Friday, October 17, 2014

Solid Water

Photo of Hawaiian waves (c) by Clark Little .
In the ancient world, certain natural materials commanded a premium and rock crystal was among the most coveted. Large completely transparent crystals of quartz were found in caves and glacial moraines and craftsmen managed to work them into exquisite cups, vessels and ceremonial objects. By the time the Renaissance arrived, the demand for rock crystal drove much of the innovation in glassmaking. Indeed, clear glass was very much sought after and thought of as an artificially produced form of rock crystal.

A standard line in the historical narrative tells that the ancient Greeks believed that rock crystal was a form of solidified water, the word “krystallos” meaning ice. Enough written material survives from the likes of Herodotus, Pliny, Seneca and Saint Jerome to know for certain that one version or another of this idea has been around for a few thousand years. It is a line that usually gets attention for all the wrong reasons; when stated so glibly, it does not throw any light on ancient culture or our connection to it and worse, it plays into the fiction that we are somehow very much more astute than our relatives of 150 generations ago, that our progenitors were quaintly uninformed. 

Instead, think of “solidified water” as part of a working model of the world. It was consistent with the prevailing conception of nature in the same way that, for modern physicists, eleven-dimensional string theory serves; it seems to be correct, to the best of our knowledge, but the chances are good that there is more to the story yet to figure out. Like string theory, solid water is not a concept that would have a strong bearing on the daily lives of most people. For specialized artisans, it did make good sense; to thinking of rock crystal in this way would be a reminder that if treated too roughly, the material would shatter into pieces as if it were ice.

In the fifteenth century, the Venetian island of Murano became the center of the universe for glassmakers, and it stayed that way for the next four centuries. Of all the many forms that glass can take, the one that made Murano most famous was cristallo; named after the mineral it so closely imitates. The genius of cristallo was in bringing together diverse techniques and ingredients to form a product that was clear like water, yet could be worked thinner and in more complex designs than was possible with carved rock crystal.

 The hallmark of cristallo was the specific use of Levantine soda ash and white quartz river stones (tarso) as opposed to sand and it became the pinnacle of the glassmaker’s art. For the first time, artisans combine best practices with premium raw material sources, the extra purification steps, the careful avoidance of iron contamination, the hot glass washing process, the clean burning hardwood fire and the manganese color correction. In Venetian furnaces, even the clay for the crucibles was a special product imported from Constantinople, which did not contaminate the melt.

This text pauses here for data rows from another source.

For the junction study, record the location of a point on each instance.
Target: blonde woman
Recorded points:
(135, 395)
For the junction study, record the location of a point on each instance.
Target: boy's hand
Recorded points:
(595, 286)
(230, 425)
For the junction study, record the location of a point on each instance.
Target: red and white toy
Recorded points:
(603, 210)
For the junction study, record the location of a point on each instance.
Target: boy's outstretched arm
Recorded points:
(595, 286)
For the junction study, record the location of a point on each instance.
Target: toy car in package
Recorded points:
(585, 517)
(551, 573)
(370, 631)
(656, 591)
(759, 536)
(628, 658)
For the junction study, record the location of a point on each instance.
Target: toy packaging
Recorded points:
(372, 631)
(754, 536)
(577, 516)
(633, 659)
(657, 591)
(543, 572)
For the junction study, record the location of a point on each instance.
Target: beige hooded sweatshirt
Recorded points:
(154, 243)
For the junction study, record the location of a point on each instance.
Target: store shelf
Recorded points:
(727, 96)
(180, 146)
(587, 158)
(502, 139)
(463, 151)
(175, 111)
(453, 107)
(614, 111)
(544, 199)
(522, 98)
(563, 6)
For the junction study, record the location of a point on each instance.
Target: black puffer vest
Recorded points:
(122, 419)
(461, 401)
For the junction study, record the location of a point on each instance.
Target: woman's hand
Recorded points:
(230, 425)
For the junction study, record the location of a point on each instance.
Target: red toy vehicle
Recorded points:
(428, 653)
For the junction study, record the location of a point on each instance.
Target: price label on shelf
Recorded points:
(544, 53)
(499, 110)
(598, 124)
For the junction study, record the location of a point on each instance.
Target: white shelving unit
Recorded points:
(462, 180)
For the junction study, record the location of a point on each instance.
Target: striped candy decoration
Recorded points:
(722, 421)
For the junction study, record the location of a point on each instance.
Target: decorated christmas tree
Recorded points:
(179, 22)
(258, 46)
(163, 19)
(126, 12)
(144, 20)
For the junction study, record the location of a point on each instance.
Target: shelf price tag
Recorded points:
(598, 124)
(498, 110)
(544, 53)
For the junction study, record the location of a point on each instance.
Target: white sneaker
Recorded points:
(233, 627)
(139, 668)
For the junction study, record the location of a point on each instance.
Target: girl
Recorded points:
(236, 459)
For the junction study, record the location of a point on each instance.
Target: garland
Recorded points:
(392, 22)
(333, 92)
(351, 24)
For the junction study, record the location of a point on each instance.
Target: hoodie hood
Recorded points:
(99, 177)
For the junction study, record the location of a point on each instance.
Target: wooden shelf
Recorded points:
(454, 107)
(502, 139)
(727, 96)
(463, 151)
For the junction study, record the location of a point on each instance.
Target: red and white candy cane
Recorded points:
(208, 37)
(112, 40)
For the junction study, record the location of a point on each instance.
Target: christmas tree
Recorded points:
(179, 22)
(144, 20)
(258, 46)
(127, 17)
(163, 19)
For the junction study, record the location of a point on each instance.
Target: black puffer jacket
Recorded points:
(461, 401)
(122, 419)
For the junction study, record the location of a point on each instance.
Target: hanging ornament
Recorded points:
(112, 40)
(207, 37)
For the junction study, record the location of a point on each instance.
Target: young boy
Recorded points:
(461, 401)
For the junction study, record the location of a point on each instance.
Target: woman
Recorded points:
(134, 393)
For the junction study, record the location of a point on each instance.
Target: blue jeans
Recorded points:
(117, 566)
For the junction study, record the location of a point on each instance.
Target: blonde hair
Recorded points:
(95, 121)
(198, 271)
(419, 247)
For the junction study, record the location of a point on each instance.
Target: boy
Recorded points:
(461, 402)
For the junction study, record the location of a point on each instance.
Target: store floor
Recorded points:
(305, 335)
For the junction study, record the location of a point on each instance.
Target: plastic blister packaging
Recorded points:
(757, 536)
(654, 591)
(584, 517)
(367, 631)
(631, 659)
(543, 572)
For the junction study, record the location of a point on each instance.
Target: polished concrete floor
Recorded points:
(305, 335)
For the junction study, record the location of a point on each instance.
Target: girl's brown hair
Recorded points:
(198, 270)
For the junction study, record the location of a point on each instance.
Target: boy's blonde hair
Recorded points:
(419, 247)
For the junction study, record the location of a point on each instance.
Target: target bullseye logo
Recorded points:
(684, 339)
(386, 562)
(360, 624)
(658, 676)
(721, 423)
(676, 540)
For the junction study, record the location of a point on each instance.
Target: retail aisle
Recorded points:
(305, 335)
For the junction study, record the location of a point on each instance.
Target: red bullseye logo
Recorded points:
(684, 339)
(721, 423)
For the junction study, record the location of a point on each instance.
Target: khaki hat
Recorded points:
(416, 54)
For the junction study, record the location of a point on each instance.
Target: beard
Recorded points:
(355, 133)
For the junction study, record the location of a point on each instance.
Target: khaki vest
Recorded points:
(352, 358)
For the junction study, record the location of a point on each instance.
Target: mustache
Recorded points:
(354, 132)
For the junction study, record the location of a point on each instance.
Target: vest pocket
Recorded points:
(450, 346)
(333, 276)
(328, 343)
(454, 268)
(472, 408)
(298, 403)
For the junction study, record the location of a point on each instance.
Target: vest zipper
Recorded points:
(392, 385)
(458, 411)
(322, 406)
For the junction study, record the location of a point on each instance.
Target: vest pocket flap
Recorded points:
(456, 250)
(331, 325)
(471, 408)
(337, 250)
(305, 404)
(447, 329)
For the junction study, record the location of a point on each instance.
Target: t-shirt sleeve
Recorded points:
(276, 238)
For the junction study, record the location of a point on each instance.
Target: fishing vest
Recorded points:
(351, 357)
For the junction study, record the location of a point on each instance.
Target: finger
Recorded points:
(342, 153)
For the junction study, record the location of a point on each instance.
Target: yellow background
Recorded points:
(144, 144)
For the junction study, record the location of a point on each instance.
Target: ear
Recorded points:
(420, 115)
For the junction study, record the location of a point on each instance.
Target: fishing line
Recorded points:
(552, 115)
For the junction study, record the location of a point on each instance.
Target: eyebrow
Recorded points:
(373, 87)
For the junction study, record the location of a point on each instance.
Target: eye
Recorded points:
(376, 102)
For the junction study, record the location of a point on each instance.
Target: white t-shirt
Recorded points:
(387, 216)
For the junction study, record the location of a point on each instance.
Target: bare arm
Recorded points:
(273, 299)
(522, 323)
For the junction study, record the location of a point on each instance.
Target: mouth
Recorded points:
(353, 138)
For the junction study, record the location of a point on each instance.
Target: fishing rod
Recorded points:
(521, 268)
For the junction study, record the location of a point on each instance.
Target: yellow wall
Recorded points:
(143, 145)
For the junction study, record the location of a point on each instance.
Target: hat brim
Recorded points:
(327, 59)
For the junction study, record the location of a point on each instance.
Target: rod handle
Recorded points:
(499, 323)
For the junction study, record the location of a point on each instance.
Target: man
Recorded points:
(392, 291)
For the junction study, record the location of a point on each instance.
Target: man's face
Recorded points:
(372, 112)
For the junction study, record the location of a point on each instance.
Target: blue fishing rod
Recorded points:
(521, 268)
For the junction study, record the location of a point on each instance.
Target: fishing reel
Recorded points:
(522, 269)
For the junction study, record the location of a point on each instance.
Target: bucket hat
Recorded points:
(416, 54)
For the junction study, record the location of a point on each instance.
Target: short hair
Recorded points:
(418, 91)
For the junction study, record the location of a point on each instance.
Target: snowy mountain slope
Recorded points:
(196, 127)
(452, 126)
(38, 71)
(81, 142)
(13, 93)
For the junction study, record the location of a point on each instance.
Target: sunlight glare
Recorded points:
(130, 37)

In 1450 the Christian world was dealt a severe blow by the Byzantine Empire’s fall to the Ottomans and with it went the Venetian’s major trading partners. That same year, the Murano glassmaker Angelo Barovier is given credit for the development of cristallo. He was the man responsible for bringing together the ultimate refinements that elevated glass to a new level of perfection and created a national product for Venice when they sorely needed it. These techniques and materials were all available and utilized by glassmakers individually at least fifty years earlier, but not together in a single product. Barovier had attended lectures by noted alchemist Paola de Pergola, at the School of Rialto. This indicates that he was thinking along the lines of a chemist in putting together a repeatable regimen for an exceptionally clear, bright, workable product. Barovier’s innovation would become a tradition that was carried on by countless glassmakers and ultimately by our Florentine priest Neri more than a century and a half later.

In seventeenth century Florence, Grand Duke Cosimo I de' Medici negotiated for Venetian masters to teach and practice their coveted techniques in Tuscany. Royal architect and polymath Bernardo Buontalenti was credited with the development of an artificial rock crystal, Tuscany’s own version of cristallo. It is an open question whether we see his hand in Neri’s recipe number seventy-six in which actual precious rock crystal is crushed and used as raw material for glass. In any case, Buontalenti’s continued presence at the Casino must have been an influential experience for his former pupil Don Antonio de' Medici, Neri’s sponsor. Our glassmaking priest was impressed enough with this technique to use rock crystal as the basis for his artificial gems. In turn, Neri’s chapter on artificial gems received the most attention, by far, of any other single subject in his groundbreaking book on glassmaking, L’Arte Vetraria. His work on this subject took on a life of its own and was the subject of plagiarism and unattributed derivative works well into the nineteenth century. An argument can be made that his lead glass based gems fueled the revolution pioneered by English glassmaker George Ravenscroft in what has become the current pinnacle of clear glass: lead crystal.